What we are dealing with, then, are “truly alien minds – perhaps more alien in some ways than any biological, evolved creatures we’d find if we explored the cosmos.” This is not automatically a cause for concern. It’s pretty easy to nudge and programme and bribe and manipulate an “alien” mind into working for you – we do that already with horses and dogs – but only if that mind is less powerful than your own. Things get harder, and more bizarre, when that mind is much, much smarter than you – equivalent to “a country of Einsteins” (as Anthropic CEO Dario Amodei has phrased it).
I have mentioned Yudkowsky and Soares’s new-parent analogy; in the book, they introduce it, then drop it pretty quickly. But if we keep pushing the metaphor further, I think we can make a pretty intuitive case for why ASI is so dangerous. Imagine a newborn child, a boy, who has two unique features. First, he is smart – smarter, in fact, than anyone who ever lived. Before his first birthday, he has already mastered all human languages, from Armenian to Zulu; he can beat every living grandmaster at chess; he can write PhD-level essays on any subject, at superhuman speed, with both hands, simultaneously. Not only that, but he seems to be getting smarter all the time. Who knows what he’ll be capable of in just a few short years? A wholly wonderful superpower, perhaps. Or it would be, if not for the boy’s second unique trait: he appears to be absolutely devoid of normal human moral instincts.

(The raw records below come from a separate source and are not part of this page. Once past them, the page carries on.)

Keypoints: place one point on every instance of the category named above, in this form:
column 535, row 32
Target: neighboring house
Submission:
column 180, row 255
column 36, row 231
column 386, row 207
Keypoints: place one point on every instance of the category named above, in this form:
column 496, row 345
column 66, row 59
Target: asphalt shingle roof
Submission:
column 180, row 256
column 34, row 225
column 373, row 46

This doesn’t mean he’s evil per se, just that he needs to be taught very basic lessons about right and wrong. Despite his vast intelligence, it’s not clear to him, for example, that it’s “bad” to kill small animals, or other children, or to tell lies, or steal his grandmother’s prosthetic leg. The parents spend an exhausting amount of time hammering these “don’ts” into their boy. He listens and nods. He’s able to understand the words of these lessons, and can easily articulate why the underlying logic is sound. Still, his parents have no idea if he’s really absorbing any of this, or only pretending to. There is something cold and blank-eyed about him that frightens them – something alien.

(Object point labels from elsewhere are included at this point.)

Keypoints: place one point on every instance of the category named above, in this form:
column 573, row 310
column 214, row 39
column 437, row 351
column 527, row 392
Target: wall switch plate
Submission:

At some point, to the parents’ great relief, the moral lessons seem to have worked. The boy has learned not to harm others; he is kind and well-mannered. He seems to operate according to a recognisable human ethical system. He spends his time out in the garden shed, working on some sort of weird invention. The parents reward his obedience with pocket money for this mysterious project. He tells them his invention will greatly benefit humanity, but first he needs supplies. They believe him, and give him more money. One day, out of curiosity, they decide to peek into the shed. To their horror, they discover that their child has been synthesising a hideous new virus with a 100% kill rate. He has manufactured a single vaccine containing the antidote: for himself. He releases the virus there and then. Game over. The parents fall down dead, and so, a short time later, does everybody else on earth. Except for the boy. Now that he is rid of other people, and their threats and distractions, he can get down to the work he was really preparing for all along.
To be honest, the x-risk scenario as Yudkowsky and Soares present it is even more worrisome than this brief nightmare I’ve sketched. The devil-child, after all, is still human: he can only work so fast, and still needs to pause for sleep and nourishment. He can’t self-replicate or self-augment. And, of course, he’s mortal. If things got really bad, you could always just shoot the little monster. Modern AI systems have no such limitations. You can’t “shoot” a threat that takes the form of a distributed set of numerical parameters, capable of copying itself across a million different servers, and so much cleverer than you that it can exploit physical loopholes you didn’t even know existed. This is why the so-called alignment problem – how to ensure AI stays “friendly” and compliant – is so fiendishly hard. Once a system is sufficiently smart, you must assume that it, not you, will be the one pulling all the strings. Your attempts at “controlling” it will be feeble and silly, like sand flies nibbling at an elephant.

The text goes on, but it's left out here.